Once I got a bit more under control and we found out she was a little girl it all became very real and very exciting. Feeling her kicking went from making me need to run to a loo to spew (not so magical..), to a beautiful ‘connectedness’. I was so relieved to finally being ‘enjoying’ my pregnancy like everyone had been telling me I should that getting a diagnosis of Gestational Diabetes this week has completely crushed me.
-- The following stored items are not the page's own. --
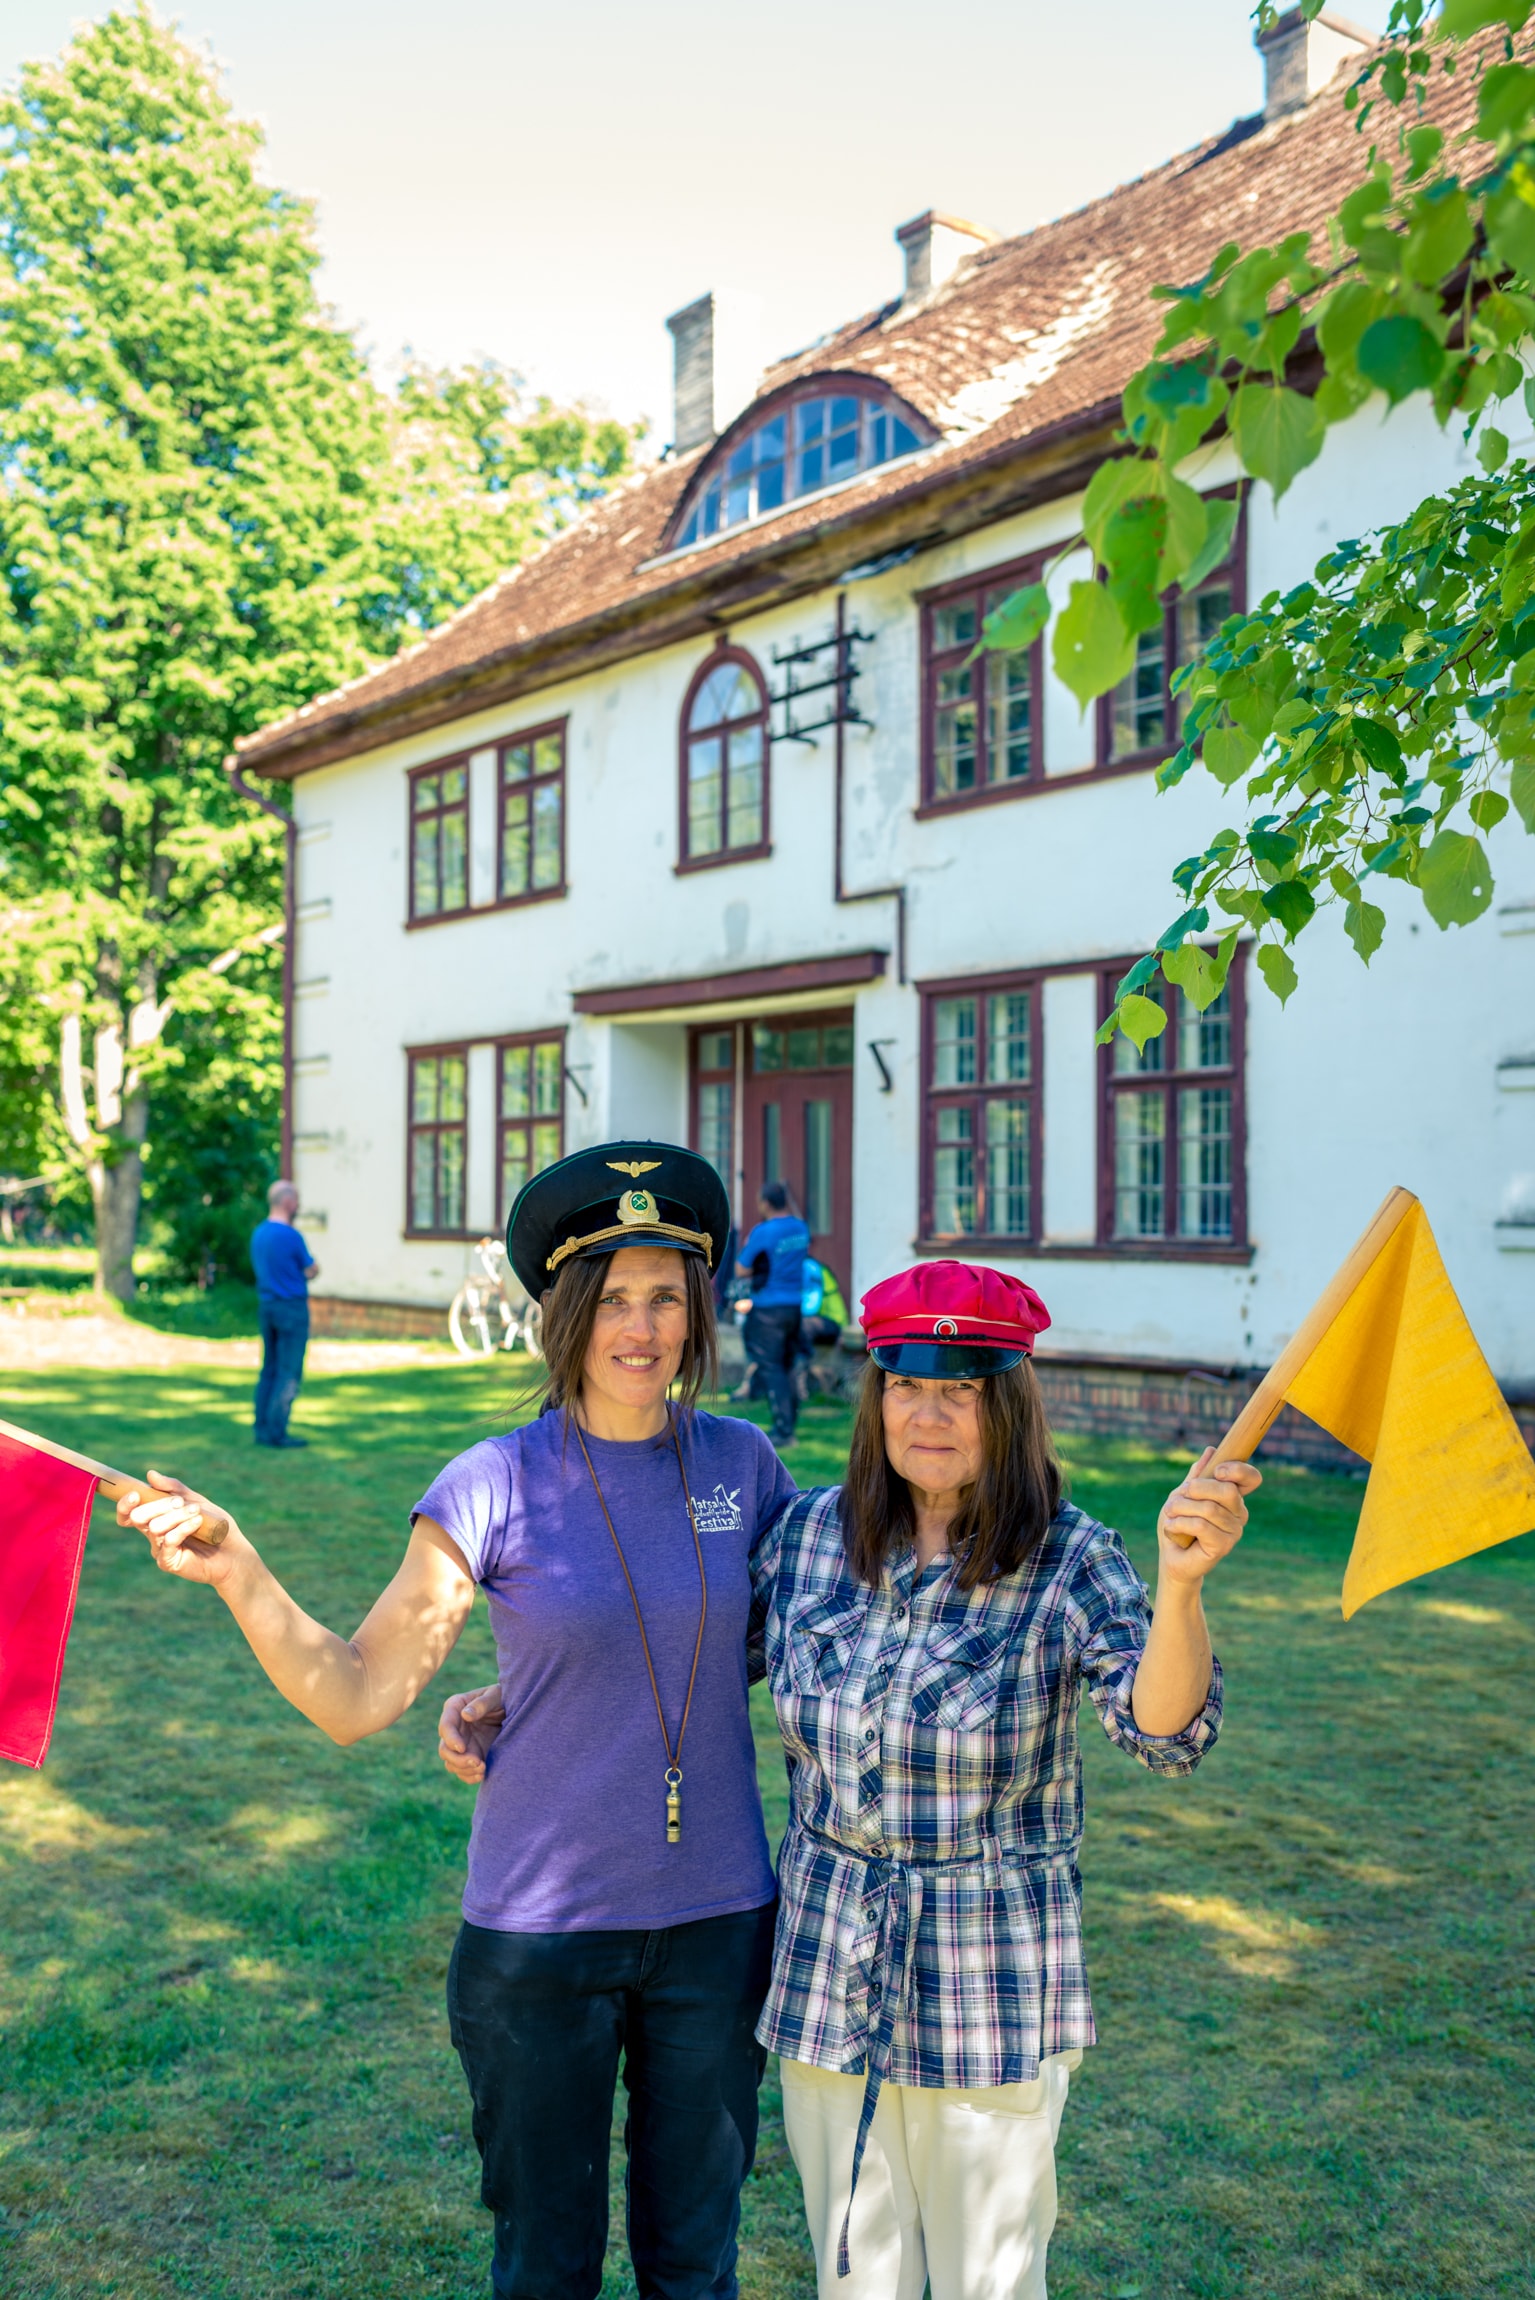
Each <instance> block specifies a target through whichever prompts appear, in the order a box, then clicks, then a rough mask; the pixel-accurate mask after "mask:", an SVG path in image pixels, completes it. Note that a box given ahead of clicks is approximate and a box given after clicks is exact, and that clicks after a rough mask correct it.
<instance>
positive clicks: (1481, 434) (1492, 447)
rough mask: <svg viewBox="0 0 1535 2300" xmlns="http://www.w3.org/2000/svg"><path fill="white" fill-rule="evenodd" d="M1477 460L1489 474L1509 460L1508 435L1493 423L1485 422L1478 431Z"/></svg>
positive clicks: (1503, 464)
mask: <svg viewBox="0 0 1535 2300" xmlns="http://www.w3.org/2000/svg"><path fill="white" fill-rule="evenodd" d="M1477 462H1480V465H1482V469H1484V471H1487V474H1489V476H1491V474H1494V471H1500V469H1503V465H1505V462H1507V437H1505V435H1503V432H1500V430H1496V428H1494V425H1491V423H1484V425H1482V430H1480V432H1477Z"/></svg>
So many people have tried to be reassuring telling me it’s perfectly ‘common’ and ‘normal’. Yes it is. However, when the only foods I can keep down are really high carb and often have lots of natural sugars (and the odd brownie..), managing it is not simple. Your average person with GD can simple adjust their lifestyle and often this is enough to control it. I have only just found the ‘lifestyle’ that lets me not spew 24/7 so no, this is not normal or common. Like everything else, we’ll get through it, but for today it really sucks and is making my heart hurt so much. I haven’t stacked on pregnancy weight, I was a relatively ‘healthy’ weight, living an active lifestyle before I fell pregnant, I’m not an older mum, and I have been soooo restrained with cravings, finding healthy alternatives wherever possible. This has most likely been brought on by PCOS… It’s very hard not to have a little throw down, bang my fists and sob that none of this is fair. Instead though I’ll just keep cradling my little tum, playing whack-a-mole with Hazel and chant ‘this too shall pass’ to myself.